Thanks! I really do appreciate the help. As is the case with many authors, ath is not my strong suit. ;-)

 

[Ishuda]

I need help figuring out what I think is an algebra problem, but I don't know how to set it up.
I have a population starting at 1.6 billion. The annual growth rate is 2%. The annual mortality rate is 0.6%.

The problem is this: In addition to the above parameters, there is a constant loss of 52,560,000 people per year.

How many years would it take for the population to drop to 620,000,000?

(also could you please show how you did it?)

Thanks!

Would it help to cast it in a different light: You borrow $1.6 billion dollars at an interest rate of [(1-0.006)*(1+0.02)=] 1.388% and make payments of $52,560,000 per year. When will your debt be 620,000,000?

If you cast it in this light there may be some on-line financial calculators which would help if you decide to change the numbers.

If you do want to do it yourself, you would have the following: The interest rate is i [in this case 1.388%], the loan amount is A [in this case the $1.6 billion] and the payment is p [in this case $52,560,000]. You want the number of payments [years] n until the balance is less than or equal to B [in this case $620,000,000]. The formula you need to solve for n is
\(\displaystyle A\, x^n\, -\, p\, \frac{x^n\, -\, 1}{i}\, =\, B\)
where x=1+i.
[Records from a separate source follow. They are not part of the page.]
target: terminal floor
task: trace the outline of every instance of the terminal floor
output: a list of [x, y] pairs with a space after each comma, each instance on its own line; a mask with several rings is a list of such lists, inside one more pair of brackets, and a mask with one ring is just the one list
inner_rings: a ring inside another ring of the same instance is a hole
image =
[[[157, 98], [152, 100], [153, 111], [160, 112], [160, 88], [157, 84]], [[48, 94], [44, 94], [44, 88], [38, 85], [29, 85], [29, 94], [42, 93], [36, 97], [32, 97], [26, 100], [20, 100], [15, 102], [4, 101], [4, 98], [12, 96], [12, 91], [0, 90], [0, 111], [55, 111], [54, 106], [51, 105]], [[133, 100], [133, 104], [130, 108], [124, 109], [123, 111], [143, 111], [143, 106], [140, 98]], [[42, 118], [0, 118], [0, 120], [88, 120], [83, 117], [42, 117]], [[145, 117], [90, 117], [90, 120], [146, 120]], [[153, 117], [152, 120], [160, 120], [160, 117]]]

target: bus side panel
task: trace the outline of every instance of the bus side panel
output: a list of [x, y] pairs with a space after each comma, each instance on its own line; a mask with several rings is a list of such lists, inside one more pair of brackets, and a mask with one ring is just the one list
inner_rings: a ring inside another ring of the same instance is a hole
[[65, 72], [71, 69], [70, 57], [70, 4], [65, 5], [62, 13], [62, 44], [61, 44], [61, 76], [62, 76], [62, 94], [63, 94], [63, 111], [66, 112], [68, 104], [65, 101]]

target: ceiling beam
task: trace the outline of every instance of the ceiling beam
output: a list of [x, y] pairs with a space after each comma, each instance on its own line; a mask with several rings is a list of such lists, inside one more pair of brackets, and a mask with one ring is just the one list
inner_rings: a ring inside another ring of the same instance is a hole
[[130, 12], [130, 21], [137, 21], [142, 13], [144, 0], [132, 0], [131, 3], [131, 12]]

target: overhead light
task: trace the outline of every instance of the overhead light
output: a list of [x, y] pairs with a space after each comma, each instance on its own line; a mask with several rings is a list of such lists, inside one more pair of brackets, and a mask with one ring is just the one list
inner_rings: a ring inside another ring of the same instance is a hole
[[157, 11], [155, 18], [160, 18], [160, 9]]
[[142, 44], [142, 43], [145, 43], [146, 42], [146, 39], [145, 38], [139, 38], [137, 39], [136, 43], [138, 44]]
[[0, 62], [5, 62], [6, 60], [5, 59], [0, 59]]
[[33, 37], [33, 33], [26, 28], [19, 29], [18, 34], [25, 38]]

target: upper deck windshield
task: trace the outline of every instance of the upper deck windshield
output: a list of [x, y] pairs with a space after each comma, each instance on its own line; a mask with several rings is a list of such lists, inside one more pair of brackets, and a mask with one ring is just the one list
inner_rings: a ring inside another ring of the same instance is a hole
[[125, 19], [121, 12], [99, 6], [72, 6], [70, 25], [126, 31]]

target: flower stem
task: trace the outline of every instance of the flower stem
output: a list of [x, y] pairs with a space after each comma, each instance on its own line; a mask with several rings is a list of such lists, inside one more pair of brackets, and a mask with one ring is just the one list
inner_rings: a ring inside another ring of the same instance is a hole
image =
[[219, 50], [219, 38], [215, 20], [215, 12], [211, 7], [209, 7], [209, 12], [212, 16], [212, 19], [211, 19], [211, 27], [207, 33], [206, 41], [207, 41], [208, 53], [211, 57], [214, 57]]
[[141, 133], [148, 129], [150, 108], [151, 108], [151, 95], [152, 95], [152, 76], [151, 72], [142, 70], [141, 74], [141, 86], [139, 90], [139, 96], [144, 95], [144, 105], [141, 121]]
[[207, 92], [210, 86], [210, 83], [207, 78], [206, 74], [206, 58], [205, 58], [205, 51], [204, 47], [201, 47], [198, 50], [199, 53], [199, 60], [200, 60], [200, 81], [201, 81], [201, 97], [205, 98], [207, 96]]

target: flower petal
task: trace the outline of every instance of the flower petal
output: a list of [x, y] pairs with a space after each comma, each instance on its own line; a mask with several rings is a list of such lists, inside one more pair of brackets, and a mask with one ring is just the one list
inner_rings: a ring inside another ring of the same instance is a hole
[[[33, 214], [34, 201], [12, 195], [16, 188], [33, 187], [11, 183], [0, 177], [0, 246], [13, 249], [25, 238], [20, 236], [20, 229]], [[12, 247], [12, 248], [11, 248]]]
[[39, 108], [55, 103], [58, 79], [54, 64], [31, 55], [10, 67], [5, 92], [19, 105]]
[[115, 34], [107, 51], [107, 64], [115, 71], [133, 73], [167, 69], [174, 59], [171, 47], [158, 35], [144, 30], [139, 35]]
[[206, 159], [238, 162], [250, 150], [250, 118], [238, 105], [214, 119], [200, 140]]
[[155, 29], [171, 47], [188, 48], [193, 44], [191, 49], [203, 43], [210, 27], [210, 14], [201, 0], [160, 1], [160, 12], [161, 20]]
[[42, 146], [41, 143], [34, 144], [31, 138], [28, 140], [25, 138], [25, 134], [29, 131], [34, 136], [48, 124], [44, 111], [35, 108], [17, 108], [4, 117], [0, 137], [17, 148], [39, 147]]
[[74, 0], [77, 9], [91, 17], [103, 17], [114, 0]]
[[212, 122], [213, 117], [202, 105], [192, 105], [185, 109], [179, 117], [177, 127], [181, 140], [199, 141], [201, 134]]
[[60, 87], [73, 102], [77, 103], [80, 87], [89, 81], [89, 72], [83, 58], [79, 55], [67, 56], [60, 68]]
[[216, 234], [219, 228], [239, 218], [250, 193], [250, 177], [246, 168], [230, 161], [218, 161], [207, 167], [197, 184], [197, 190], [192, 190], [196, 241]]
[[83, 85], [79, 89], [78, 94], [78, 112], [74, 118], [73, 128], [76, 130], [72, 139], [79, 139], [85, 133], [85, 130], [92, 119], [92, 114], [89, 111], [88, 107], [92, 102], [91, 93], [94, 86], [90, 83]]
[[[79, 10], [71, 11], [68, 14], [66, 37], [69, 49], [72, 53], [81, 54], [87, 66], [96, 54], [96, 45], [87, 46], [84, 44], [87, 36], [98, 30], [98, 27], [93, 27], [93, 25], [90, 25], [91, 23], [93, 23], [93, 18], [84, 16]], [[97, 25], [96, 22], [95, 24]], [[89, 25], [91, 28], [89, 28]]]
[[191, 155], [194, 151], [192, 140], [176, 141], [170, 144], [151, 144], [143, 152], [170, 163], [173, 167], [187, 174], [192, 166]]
Note that if B is zero, this is just the formula for computing the payment on a loan. Solving for n we have
n = \(\displaystyle \frac{log(\frac{B\, i\, -\, p}{A\, i\, -\, P})}{log(1\, +\, i)}\)

 

[Ishuda]

Ishuda, that's exactly what I suggested here:
http://mathhelpforum.com/algebra/25...-population-decline-loss-gain-parameters.html

...except I used 1.4%; why are you using 1.388%?

Btw, seems our esteemed author posted this problem all over the net!

brain _art - just multiplied both percentages which actually would give, for example, a growth per period of [(Initial_Value * mortality rate) * growth rate] instead of a growth of [Initial_Value * growth rate - Initial_Value * mortality rate].

Off to the corner I go

 

[PistolSlap]

Ishuda, that's exactly what I suggested here:
http://mathhelpforum.com/algebra/25...-population-decline-loss-gain-parameters.html

...except I used 1.4%; why are you using 1.388%?

Btw, seems our esteemed author posted this problem all over the net!

Haha, yes, I did post in multiple forums, the old "eggs in multiple baskets" trick.
And yes, the happenings would work in the same way, as you have outlined, except your numbers are highly reduced (1.6 billion became 160,000?)

To Ishuda, I am trying to understand the formulae you posted, but failing. lol.